そのカウンターが大阪にあるサントリーの工場に移設され、この程、愛媛からのツアー客に初めてお披露目されました。
今月23日、大阪にあるサントリー山崎蒸留所の見学ツアーが開催されました。
1958年に愛媛県松山市二番町でオープンした「サントリーバー露口」。
店主の露口貴雄さんと妻・朝子さんが二人三脚で営業し、多くの人に愛されてきましたが、おととし惜しまれつつ閉店しました。
去年9月には貴雄さんが86歳で亡くなりましたが、露口さん夫婦と歩んできたカウンターは山崎蒸留所に移設されました。
今回のツアーは普段公開していないカウンターが見られるとあって400人以上が応募。バー露口への思いを書いた作文をもとに28人が選ばれました。
(参加者)
「露口によく夫婦で行っていたので申し込みました」
「ウイスキーを飲むのが大好きで、その思いを書いて、ツアーに当たって27日きた」
「ここに来たかったので超嬉しい」
参加社はまず、山崎蒸留所の歴史や製造工程の説明を受けます。
そして、参加者が蒸留所の見学へ向かう間にスタッフが壁に隠されていたカウンターのお披露目準備を始めます。
一行が見学から戻ってきたところで…。姿そのままに移設されたバー露口と再会した参加者たち。涙を浮かべる人の姿もありました。

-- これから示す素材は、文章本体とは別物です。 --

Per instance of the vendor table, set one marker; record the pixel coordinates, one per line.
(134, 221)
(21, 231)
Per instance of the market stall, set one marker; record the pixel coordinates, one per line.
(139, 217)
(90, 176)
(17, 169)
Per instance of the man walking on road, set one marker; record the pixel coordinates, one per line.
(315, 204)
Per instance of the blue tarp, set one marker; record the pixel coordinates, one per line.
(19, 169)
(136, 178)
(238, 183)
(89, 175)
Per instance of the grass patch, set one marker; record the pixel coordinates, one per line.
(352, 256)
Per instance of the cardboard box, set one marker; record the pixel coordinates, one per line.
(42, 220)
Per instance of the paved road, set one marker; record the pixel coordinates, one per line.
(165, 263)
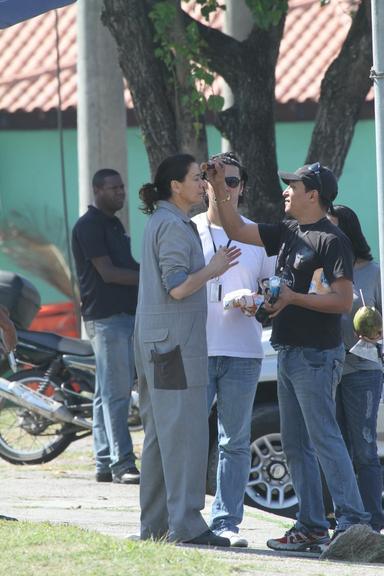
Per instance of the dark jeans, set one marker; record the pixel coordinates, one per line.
(357, 400)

そして「バー露口」の雰囲気を再び体感できる特別なひと時が用意されました。
(参加者)
「マスターとママが立っているように感じる」
「あの二人をみているだけでも、仲がいい夫婦だし雰囲気のなかで浸って、美味しいお酒を飲むというだけでいい思い出」
(母親と参加した20歳の女性は)
「みなさんの色々な思い出が詰まっている場所なんだなと思って、初めて来たけど、思うものがあって感動している」
参加者はバー露口へ思いを馳せながら、忘れられないひとときを過ごしたようです。
(サントリー四国支社・高梨明治支社長)
「64年間という長きにわたって、角ハイボールのおいしさを世に大きく広めてもらった功績は大きすぎると感じている。この功績を日本中、世界中に広めていきたいという思いはある」
多くの思いが詰まったバー露口は、ここから後世へと受け継がれていきます。